Alfred Musema, ancien directeur de l'usine à thé de Gisovu dans la préfecture de Kibuye à l'est du Rwanda, a été condamné à la prison à vie. L’ancienne Chambre de première instance I, composée des juges Lennart Aspegren, Président, Laïty Kama et Navanethem Pillay l'a reconnu coupable d’un chef d’accusation de génocide et de deux chefs d’accusation de crimes contre l'humanité. Il n'a pas été reconnu coupable de six autres chefs d'accusation sur les neuf qui avaient été retenus contre lui.
Lors de son réquisitoire, le Procureur avait soutenu qu'à plusieurs occasions durant les mois d'avril, mai et juin 1994, l'accusé avait transporté des hommes armés, dont des employés de l’usine à thé de Gisovu, à différents endroits, dans les communes de Gisovu et de Gishyita et leur avait donné l'ordre d'attaquer ceux qui étaient venus y chercher refuge. Il a aussi pris part à ces attaques et tué, lui-même, des personnes.

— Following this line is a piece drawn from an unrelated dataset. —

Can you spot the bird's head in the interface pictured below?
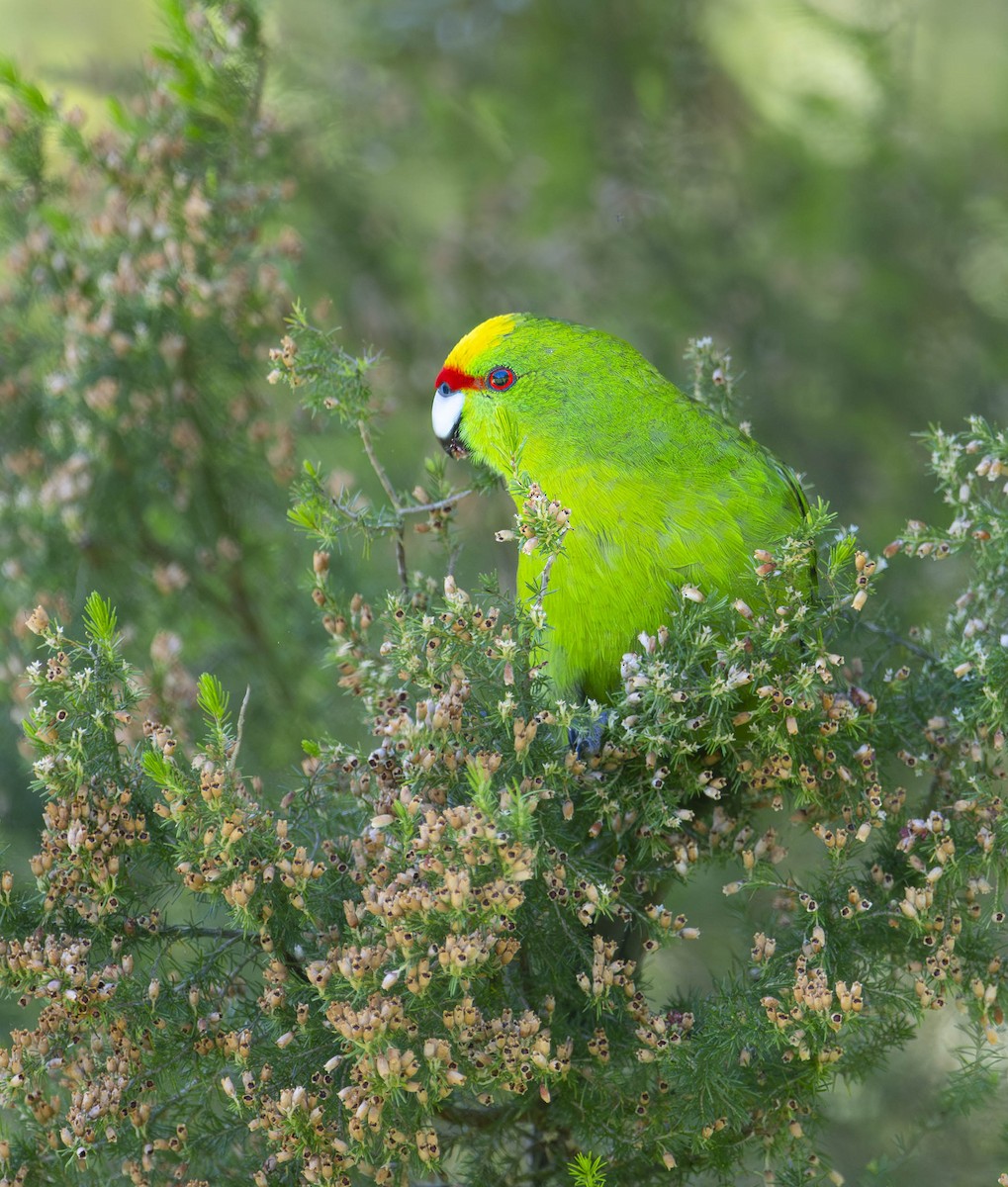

L’acte d'accusation retenu contre Musema fut modifié par la suite pour y inclure différents actes de viol qu’il aurait commis. Il aurait aussi ordonné et encouragé d’autres à violer et à tuer des femmes Tutsies.
Lors de sa plaidoirie, la Défense de Musema a particulièrement insisté sur son alibi apportant les preuves que pour certaines dates et heures en question, l'accusé se trouvait ailleurs. Dans certains cas, la Défense a aussi mis en cause la véracité des preuves et la fiabilité des témoins du Procureur.
Concernant certaines allégations, sur des attaques précises, la Chambre de première instance a trouvé que les preuves présentées n'étaient pas suffisantes ou que l'alibi de Musema mettait en doute les preuves présentées par le Procureur. La Chambre a trouvé qu'il avait participé aux attaques sur les collines de Gitwa, Rwirambo, Muyira et Mpura des derniers jours d'avril à la mi-mai. L'alibi présenté pour cette période a été rejeté. Musema a ordonné que l'entrée de la grotte, où 300 à 400 Tutsis avaient trouvé refuge, soit obstruée par du bois et que le feu y soit mis. Une seule personne a survécu à cette attaque. La Chambre a aussi trouvé que Musema avait violé une femme du nom de Nyaramusugi et, par son exemple, avait encouragé les autres à le faire.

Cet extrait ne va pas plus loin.